Posted by Lookin4Par
Mandeville, LA
Member since Jun 2012
1232 posts
Posted on 1/28/19 at 6:39 pm to
Why temp do you Sous Vide to, and for how long?
Posted by Martini
Near Athens
Member since Mar 2005
49661 posts
Posted on 1/28/19 at 7:36 pm to
I do a bone in a lot and serve with roasted potatoes and baked apples.

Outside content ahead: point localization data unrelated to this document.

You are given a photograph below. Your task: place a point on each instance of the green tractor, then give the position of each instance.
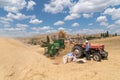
(52, 49)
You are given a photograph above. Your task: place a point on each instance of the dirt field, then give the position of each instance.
(19, 61)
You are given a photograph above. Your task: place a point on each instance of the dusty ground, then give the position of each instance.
(24, 62)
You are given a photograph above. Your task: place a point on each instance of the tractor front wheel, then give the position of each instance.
(78, 51)
(96, 57)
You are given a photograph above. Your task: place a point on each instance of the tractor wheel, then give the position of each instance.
(104, 54)
(96, 57)
(78, 51)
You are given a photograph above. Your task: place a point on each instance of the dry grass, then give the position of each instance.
(21, 62)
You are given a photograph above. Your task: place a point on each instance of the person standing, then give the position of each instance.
(87, 48)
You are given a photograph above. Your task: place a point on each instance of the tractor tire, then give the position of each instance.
(104, 55)
(97, 57)
(78, 51)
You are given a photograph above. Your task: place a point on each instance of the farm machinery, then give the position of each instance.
(52, 49)
(96, 51)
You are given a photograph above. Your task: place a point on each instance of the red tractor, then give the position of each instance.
(97, 51)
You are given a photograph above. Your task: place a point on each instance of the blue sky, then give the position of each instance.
(31, 17)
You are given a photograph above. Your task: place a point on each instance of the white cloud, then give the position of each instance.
(115, 13)
(45, 28)
(92, 5)
(117, 22)
(104, 24)
(87, 15)
(58, 23)
(90, 24)
(5, 21)
(22, 25)
(35, 21)
(75, 24)
(12, 5)
(17, 16)
(101, 19)
(61, 28)
(57, 6)
(72, 17)
(30, 4)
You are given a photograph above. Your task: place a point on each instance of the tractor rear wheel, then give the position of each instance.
(104, 54)
(78, 51)
(96, 57)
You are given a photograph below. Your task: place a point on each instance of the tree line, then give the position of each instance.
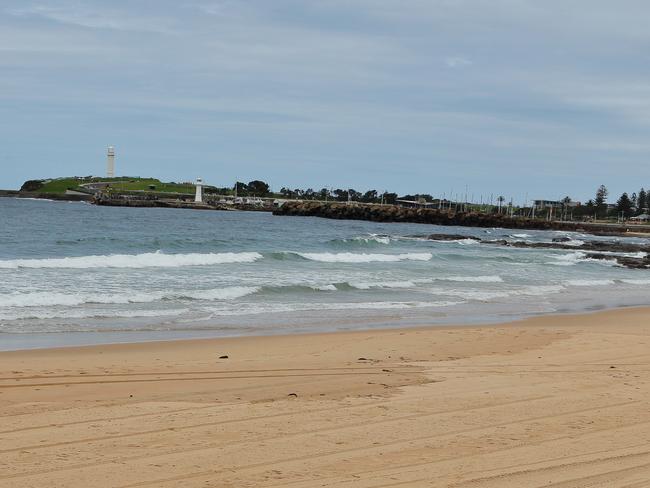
(627, 205)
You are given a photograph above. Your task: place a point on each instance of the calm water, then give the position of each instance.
(75, 273)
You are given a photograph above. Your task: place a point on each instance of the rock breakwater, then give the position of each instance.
(392, 213)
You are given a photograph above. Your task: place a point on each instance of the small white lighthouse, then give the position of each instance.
(199, 191)
(110, 162)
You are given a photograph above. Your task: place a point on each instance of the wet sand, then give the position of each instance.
(560, 401)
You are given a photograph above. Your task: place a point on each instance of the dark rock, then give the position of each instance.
(450, 237)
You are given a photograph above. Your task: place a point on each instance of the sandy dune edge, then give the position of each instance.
(551, 401)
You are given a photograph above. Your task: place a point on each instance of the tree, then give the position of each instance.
(241, 189)
(624, 206)
(601, 200)
(340, 195)
(369, 197)
(258, 188)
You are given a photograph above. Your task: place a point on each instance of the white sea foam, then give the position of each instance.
(590, 282)
(636, 282)
(146, 260)
(382, 284)
(488, 295)
(51, 299)
(44, 314)
(474, 279)
(574, 243)
(348, 257)
(373, 238)
(324, 287)
(255, 309)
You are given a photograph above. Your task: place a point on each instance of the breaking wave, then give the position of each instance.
(348, 257)
(47, 299)
(146, 260)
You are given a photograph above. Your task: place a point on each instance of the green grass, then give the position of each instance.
(60, 185)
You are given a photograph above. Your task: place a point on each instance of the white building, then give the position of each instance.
(199, 191)
(110, 162)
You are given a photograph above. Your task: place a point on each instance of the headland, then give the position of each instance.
(557, 401)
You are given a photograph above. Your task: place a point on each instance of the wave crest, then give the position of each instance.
(146, 260)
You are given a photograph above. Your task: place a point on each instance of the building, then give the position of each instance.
(198, 198)
(110, 162)
(543, 204)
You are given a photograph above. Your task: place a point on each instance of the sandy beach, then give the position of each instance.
(561, 401)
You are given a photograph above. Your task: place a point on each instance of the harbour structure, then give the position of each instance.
(199, 191)
(110, 162)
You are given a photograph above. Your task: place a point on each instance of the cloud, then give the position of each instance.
(97, 18)
(457, 62)
(340, 88)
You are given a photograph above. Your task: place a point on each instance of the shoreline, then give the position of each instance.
(370, 212)
(210, 334)
(551, 399)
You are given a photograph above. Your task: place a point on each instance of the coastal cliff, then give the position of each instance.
(392, 213)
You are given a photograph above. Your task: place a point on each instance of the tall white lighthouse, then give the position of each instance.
(110, 162)
(199, 191)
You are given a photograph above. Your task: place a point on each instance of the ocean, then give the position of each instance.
(74, 273)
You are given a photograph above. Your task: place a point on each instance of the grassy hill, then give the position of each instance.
(60, 185)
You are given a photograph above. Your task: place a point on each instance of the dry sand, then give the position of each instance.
(552, 401)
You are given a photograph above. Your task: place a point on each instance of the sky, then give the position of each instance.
(523, 98)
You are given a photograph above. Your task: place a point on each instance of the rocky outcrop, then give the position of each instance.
(591, 249)
(392, 213)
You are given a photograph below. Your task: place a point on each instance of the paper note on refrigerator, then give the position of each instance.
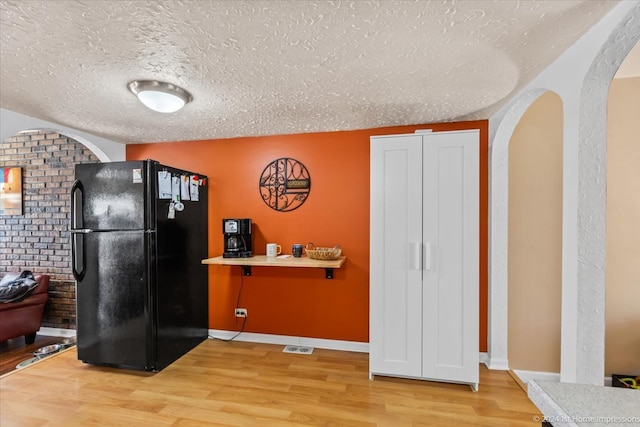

I also like the boneless and they don’t take long in the oven. Then the next day I slice thin and warm up in a bit of au jus and make a great sandwich. Some sourdough bread and good mustard, lettuce and fresh ripe tomatoes.
Posted by Treacherous Cretin
Columbus, OH
Member since Jan 2016
1503 posts
Posted on 1/28/19 at 7:58 pm to
Olive oil, fresh squeezed lemon juice, garlic, Rosemary, salt and pepper. Put that in a blender then marinate your leg of lamb overnight. Put it on the smoker until the internal temp hits 130F. Take it off and let it rest for 30 minutes. Then sear the outside directly over hot coals. Cherry wood smoke goes great with lamb.
Posted by BMoney
Baton Rouge
Member since Jan 2005
16817 posts
Posted on 1/28/19 at 8:07 pm to
quote:

Why temp do you Sous Vide to, and for how long?


This one was 132 for 6 hours. I came home at lunchtime and put it on. It was ready for dinner. Just salt, black pepper, garlic and herbs de Provence.

This thread makes me want to have lamb for dinner tomorrow.